Enfin, dans le cadre du bilan qui consiste à faire la balance entre l'urgence à suspendre et l'urgence à ne pas suspendre, le Juge des référés va relever que, par sa configuration, le projet de parc éolien ne remet pas en cause l'intérêt général qui s'attache à la protection des paysages.
Cette analyse de la condition d'urgence par le Juge est très intéressante de par les éléments d'appréciation qu'il intègre à son bilan de l'urgence. Il convient toutefois de toujours rappeler que l'analyse du Juge des référés est toujours faite "cas par cas" au vu des circonstances précises de chaque espèce. C'est donc dossier par dossier qu'il convient d'étudier si la preuve de l'urgence peut être ou non rapportée.

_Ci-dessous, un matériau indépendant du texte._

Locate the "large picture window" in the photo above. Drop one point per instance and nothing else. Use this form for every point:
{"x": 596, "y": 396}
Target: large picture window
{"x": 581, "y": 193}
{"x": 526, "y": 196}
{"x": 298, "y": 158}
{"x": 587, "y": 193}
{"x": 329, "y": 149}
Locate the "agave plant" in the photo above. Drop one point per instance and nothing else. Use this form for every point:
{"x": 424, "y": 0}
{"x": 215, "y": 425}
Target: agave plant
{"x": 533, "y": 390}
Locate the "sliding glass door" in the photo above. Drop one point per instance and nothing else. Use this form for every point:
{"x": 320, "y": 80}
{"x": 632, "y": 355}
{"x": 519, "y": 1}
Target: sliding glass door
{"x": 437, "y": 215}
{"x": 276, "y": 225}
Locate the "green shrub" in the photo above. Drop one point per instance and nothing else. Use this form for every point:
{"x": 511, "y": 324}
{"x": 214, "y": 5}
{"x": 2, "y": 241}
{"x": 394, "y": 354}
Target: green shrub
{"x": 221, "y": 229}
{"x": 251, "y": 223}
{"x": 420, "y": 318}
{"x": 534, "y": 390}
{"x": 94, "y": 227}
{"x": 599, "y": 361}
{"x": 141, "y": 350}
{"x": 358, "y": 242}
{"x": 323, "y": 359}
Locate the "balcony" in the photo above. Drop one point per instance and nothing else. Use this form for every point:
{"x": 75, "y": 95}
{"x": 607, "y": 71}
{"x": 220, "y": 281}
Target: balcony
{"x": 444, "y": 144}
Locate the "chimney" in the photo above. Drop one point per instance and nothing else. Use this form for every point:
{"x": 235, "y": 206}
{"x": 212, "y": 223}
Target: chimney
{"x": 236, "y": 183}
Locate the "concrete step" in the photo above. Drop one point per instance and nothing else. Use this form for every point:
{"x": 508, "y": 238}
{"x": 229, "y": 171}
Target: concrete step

Existence d'un moyen de nature à créer un doute sérieux quant à la légalité de la décision entreprise, en l'état de l'instruction.
La deuxième condition d'accueil du référé suspension par le Juge administratif des référés tient à l'existence d'une "illégalité manifeste" du refus opposé par le Préfet, pour la deuxième fois, à la demande de permis de construire.
Au cas présent, le Juge des référés qui est aussi "Juge de l'évidence" va admettre l'existence d'un "moyen de nature à créer un doute sérieux" pour deux motifs. De première part, il rappelle que le refus de permis de construire a d'ores et déjà fait l'objet d'un jugement d'annulation. Le second refus permis de construire procédant des mêmes motifs que le premier, son illégalité est tout aussi évidente.
Le second motif pour lequel le Juge des référés va admettre l'existence d'un moyen de nature à créer un doute sérieux tient à l'erreur d'appréciation commise par le Préfet dans l'examen de l'impact paysager du projet de parc éolien.
Injonction de délivrer le permis
La présente ordonnance est tout à fait remarquable enraison de la portée que donne le Juge des référés à l'autorité de la chose jugée qui s'attache à un jugement devenu définitif. En effet, dans la présente espèce, le Juge des référés ne va pas simplement suspendre l'exécution du refus de permis de construire, il va en outre enjoindre l'administration de délivrer le permis demandé et ce, dans un délai d'un mois. Soulignons que l'administration n'est pas seulement appelée à instruire de nouveau la demande qui lui a été adressée mais bien à délivrer le permis. Cette solution est la seule à permettre le respect de l'autorité de la chose jugée qui s'attache au jugement d'annulation au fond du 14 avril 2011.
Cette ordonnance retiendra donc l'attention et appellera sans doute les acteurs de la filière éolienne à étudier de manière plus approfondie l'intérêt d'un référé, dossier par dossier.